Chinese Spelling Correction: A Comprehensive Survey of Progress, Challenges, and Opportunities
Changchun Liu, Kai Zhang, Junzhe Jiang, Zixiao Kong, Qi Liu, Enhong Chen
TL;DR
This survey systematically analyzes Chinese Spelling Correction (CSC) from rule-based and statistical beginnings to modern PLMs and emerging LLMs, formalizing the task and detailing architectural families (Information-Learning and Detector-Corrector).

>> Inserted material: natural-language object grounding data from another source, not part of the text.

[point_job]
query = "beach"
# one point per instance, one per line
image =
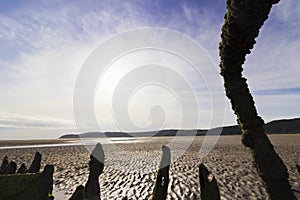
(130, 166)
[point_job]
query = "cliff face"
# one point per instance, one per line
(285, 126)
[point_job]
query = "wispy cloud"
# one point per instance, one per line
(18, 120)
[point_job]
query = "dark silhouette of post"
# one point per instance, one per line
(160, 190)
(36, 163)
(96, 166)
(209, 188)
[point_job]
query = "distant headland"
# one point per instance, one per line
(283, 126)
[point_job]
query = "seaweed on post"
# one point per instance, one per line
(242, 23)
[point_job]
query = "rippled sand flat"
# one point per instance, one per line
(130, 168)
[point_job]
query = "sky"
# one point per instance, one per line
(44, 44)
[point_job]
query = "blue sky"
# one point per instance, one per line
(43, 44)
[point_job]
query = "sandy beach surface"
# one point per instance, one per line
(130, 167)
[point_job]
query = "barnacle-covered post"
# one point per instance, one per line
(242, 23)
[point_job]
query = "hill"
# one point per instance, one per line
(284, 126)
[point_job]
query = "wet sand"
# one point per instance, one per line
(130, 168)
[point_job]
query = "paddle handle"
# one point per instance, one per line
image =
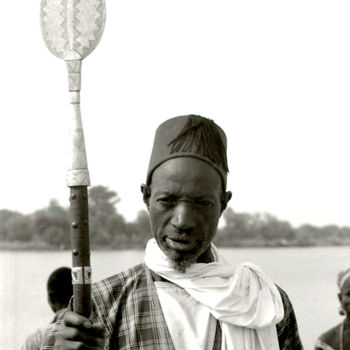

It surveys how phonetic (pinyin) and visual (glyph) character information, along with confusion sets, are learned and integrated, and reviews key datasets and evaluation criteria used for benchmarking. The paper highlights persistent challenges in PLMs (overcorrection, generalization, consecutive errors), LLMs (length control, overcorrection, phonetic reasoning), and dataset quality, proposing future directions that leverage alignment, retrieval-augmented approaches, and cross-domain data to enhance CSC performance. Overall, it provides a comprehensive roadmap for researchers to advance CSC, particularly by exploiting LLM reasoning and domain-adaptive data to achieve robust, scalable corrections across diverse Chinese text domains.
Abstract
Chinese Spelling Correction (CSC) is a critical task in natural language processing, aimed at detecting and correcting spelling errors in Chinese text. This survey provides a comprehensive overview of CSC, tracing its evolution from pre-trained language models to large language models, and critically analyzing their respective strengths and weaknesses in this domain. Moreover, we further present a detailed examination of existing benchmark datasets, highlighting their inherent challenges and limitations. Finally, we propose promising future research directions, particularly focusing on leveraging the potential of LLMs and their reasoning capabilities for improved CSC performance. To the best of our knowledge, this is the first comprehensive survey dedicated to the field of CSC. We believe this work will serve as a valuable resource for researchers, fostering a deeper understanding of the field and inspiring future advancements.